Extracting files from mutliple folders base on a date time input

I have a web directory containing multiple files arranged in folders by month/DOY.

For example.

2025/01/01

2025/01/02

2025/01/03

2025/01/04

each folder has 1000’s of files with the date and timestamp…
20250120_000246.html

My current code only works with one day at at time so I need some functionality to choose mutlple days and even better to select times of the files spanning mutliple folders.

url = 'https://blahblahblah/2025/'+Month+'/'+DOY+''

def listFD(url, ext=''):
    #page = requests.get(url).text
    page = requests.get(url, auth=(username,password)).text
    print (page,'this is page')
    soup = BeautifulSoup(page, 'html.parser')
    return [url + '/' + node.get('href') for node in soup.find_all('a') if node.get('href').endswith(ext)]




for file in listFD(url, ext):
   
          reep = requests.get(file, auth=(username,password))
          print (reep.text , 'this is reep')
          hmtler = reep.text
          NO_HTML.append(hmtler)

Any pointers most welcome

It’s not clear to me whether you can access these files via pathlib. Nor exactly what you’re trying to do.

But if you can use pathlib, I’ve done plenty of tasks similar to this using pathlib.Path(...).glob(...).
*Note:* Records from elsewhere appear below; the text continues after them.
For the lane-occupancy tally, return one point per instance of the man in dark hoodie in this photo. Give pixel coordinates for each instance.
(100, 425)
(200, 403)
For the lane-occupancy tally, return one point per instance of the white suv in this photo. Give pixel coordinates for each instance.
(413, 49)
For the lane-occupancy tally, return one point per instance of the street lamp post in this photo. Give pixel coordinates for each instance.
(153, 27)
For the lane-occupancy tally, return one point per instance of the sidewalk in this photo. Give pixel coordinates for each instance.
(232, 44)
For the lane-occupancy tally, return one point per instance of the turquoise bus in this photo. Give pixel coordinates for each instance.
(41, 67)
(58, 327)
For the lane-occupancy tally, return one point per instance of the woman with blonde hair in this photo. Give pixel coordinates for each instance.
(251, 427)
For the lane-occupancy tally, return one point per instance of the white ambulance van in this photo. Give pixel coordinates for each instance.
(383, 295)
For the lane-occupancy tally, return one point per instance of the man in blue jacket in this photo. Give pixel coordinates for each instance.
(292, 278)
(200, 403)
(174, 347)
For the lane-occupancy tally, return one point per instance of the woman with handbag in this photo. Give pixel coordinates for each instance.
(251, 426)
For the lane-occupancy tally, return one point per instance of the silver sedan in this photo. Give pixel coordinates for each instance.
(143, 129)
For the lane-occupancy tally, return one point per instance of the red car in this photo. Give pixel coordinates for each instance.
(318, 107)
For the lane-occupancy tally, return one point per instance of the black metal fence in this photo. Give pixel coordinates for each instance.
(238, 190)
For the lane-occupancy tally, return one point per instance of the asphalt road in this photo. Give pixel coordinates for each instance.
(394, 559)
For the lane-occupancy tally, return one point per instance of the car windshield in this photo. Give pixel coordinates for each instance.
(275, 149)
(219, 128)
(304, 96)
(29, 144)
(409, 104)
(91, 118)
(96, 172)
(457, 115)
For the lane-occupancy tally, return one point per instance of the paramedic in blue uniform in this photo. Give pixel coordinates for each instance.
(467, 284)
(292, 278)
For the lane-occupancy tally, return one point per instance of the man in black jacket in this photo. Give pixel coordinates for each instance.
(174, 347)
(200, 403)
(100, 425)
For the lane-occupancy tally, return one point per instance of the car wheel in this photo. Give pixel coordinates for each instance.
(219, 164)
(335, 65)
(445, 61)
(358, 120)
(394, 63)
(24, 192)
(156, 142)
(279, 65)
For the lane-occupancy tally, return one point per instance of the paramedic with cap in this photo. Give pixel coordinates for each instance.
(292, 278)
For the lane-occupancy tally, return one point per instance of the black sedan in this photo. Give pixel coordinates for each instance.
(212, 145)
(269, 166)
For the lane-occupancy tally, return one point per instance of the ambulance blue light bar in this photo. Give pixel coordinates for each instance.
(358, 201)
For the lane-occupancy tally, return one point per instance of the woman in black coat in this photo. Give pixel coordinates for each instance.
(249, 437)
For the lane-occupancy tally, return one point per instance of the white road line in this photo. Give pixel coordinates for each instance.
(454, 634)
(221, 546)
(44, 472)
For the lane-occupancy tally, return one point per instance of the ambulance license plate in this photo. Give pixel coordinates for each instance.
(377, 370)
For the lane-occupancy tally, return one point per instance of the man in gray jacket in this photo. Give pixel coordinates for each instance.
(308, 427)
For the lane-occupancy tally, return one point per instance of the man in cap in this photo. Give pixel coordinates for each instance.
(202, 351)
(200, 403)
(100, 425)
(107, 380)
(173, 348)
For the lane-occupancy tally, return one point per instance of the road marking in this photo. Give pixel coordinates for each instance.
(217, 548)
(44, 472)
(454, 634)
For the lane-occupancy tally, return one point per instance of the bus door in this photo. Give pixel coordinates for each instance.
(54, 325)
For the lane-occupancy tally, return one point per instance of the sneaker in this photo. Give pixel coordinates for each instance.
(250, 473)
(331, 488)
You can filter using simple string inequalities, because eg "20240530.html" < "20240601.html"

1 Like

No using this function to get the file names

Sorry, I can see you’re using requests.get() to access the files.
But you said you “have a web directory”. I also have a webdirectory that I can access using requests.get, but I can also access it using pathlib, because I ‘own’ the files and I have a local version stashed on my computer. Software I run in the cloud can also access it using pathlib, because it’s running on the same server where the directory lives. Even if you don’t have a local version already, if you want to access 10% or more of the files, and you have appropriate permissions, it might be worth making a local copy.
But that might all be impossible or forbidden. Hence “It’s not clear to me whether you can access these files via pathlib”.

1 Like

No I couldn’t get it to work with pathlib, so only with requests. I read the html data into a list and work from there.

Its not my website and I only have password type access.

1 Like